Pemerintah juga tidak diam. Program Pemulihan Ekonomi Nasional (PEN) dengan defisit fiskal 6% di tahun 2021 ini, agar ekonomi tetap bisa tumbuh dengan kisaran 4,5%-5%. Kata Sri Mulyani Indrawati, Menteri Keuangan RI, APBN telah bekerja keras agar ekonomi tidak terjun bebas. Tahun 2020 lalu, kontraksi ekonomi Indonesia hanya 2,19%.
Tidak hanya itu. Dari sisi penawaran, selain penurunan suku bunga acuan BI, Otoritas Jasa Keuangan (OJK) juga memberi relaksasi berupa restrukturisasi kredit. Batas akhir program restrukturisasi kredit ini hingga Maret 2022 mendatang. Longgar dan dapat “mempercantik” laporan keuangan karena ada “lipstick” berupa restrukturisasi kredit.
Mungkinkah Suku Bunga Deposito Nol Persen?
Isu suku bunga kredit Indonesia tertinggi di dunia, atau di Kawasan Asean tidaklah salah. Tapi, unsur pembentukan suku bunga kredit di Indonesia ternyata lebih rumit dan lebih komplek. Lihat saja unsur pembentukan suku bunga; (1) cost of funds, (2) cost operasional (terdiri dari iuran OJK, iuran LPS, GWM fee, cash fee — biaya sewa kantor, dan gaji karyawan serta iuran lain-lain seperti iuran asosiasi – over head cost – termasuk kewajiban biaya literasi), (3) risk premium (risk of default), dan (4) margin bank.
Nah, bilang lending rate atau suku bunga kredit hendak diturunkan, unsurnya bukan semata-mata faktor cost of funds yang sudah turun. Apalagi, unsur cost of fund terdiri dari deposito, tabungan dan giro sejak 10 tahun terakhir ini bersaing ketat dengan yield dari Surat Utang Negara (SUN) yang lebih sering di atas suku bunga deposito.
Nah, jika pemerintah atau Bank Indonesia dan Menteri Keuangan RI ingin suku bunga kredit dalam kisaran ke angka 8-9% atau single digit dan bank tetap ingin memperoleh NIM sebesar 4-5%, maka cost of funds bank setidaknya 1-2% jika biaya operasional bank sebesar 3-4%. Apakah ini memungkinkan? Jawabnya mungkin, tapi dengan catatan.
Satu, kondisi inflasi harus rendah, untuk menjaga real interest rate tetap tebal.

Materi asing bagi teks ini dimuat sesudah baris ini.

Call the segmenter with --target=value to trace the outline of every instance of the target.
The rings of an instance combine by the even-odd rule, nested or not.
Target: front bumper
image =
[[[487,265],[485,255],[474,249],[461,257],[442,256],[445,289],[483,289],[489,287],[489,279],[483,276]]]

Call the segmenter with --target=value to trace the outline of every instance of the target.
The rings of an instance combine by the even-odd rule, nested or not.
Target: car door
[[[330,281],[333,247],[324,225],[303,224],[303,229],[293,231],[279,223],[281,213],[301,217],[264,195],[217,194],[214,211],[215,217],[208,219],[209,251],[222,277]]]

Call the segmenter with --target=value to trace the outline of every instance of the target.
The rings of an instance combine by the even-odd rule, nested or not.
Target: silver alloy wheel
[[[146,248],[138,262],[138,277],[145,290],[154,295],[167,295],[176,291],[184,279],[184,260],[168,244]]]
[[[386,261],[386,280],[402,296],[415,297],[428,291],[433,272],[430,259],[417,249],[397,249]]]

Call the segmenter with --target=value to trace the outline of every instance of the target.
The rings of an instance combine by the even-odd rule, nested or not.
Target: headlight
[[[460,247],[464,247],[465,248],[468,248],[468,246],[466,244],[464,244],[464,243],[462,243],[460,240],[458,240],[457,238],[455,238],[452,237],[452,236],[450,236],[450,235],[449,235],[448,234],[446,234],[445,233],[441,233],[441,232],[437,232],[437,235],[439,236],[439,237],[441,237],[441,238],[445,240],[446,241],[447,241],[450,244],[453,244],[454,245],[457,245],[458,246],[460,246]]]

Jangan sampai inflasi masih “rawan”, tapi suku bunga ditarik serendah-rendahnya. Atau, sekalian saja menetapkan suku bunga dana (deposito) “Nol Persen”, atau minus seperti bank-bank di Eropa (anggota ECB) dan Jepang. Jika kebijakan suku bunga rendah atau negatif, maka suku bunga kredit juga bisa turun ke angka lebih rendah dari 6%. Tapi, ini bahaya dana bisa lari ke negara tetangga, Singapura yang memang banyak menyimpan uang orang kaya Indoensia. Sulit rasanya suku bunga deposito “Nol Persen” ini, tapi bukan tak mungkin.
Dua, yield obligasi negara juga setidaknya rendah, agar bank-bank tidak mati kekeringan likuiditas, karena dananya terbang ke Surat Utang Negara – yang menjadi pesaing utama bank-bank. Ada baiknya, yield SUN, meski sudah turun, bisa jadi lebih rendah lagi.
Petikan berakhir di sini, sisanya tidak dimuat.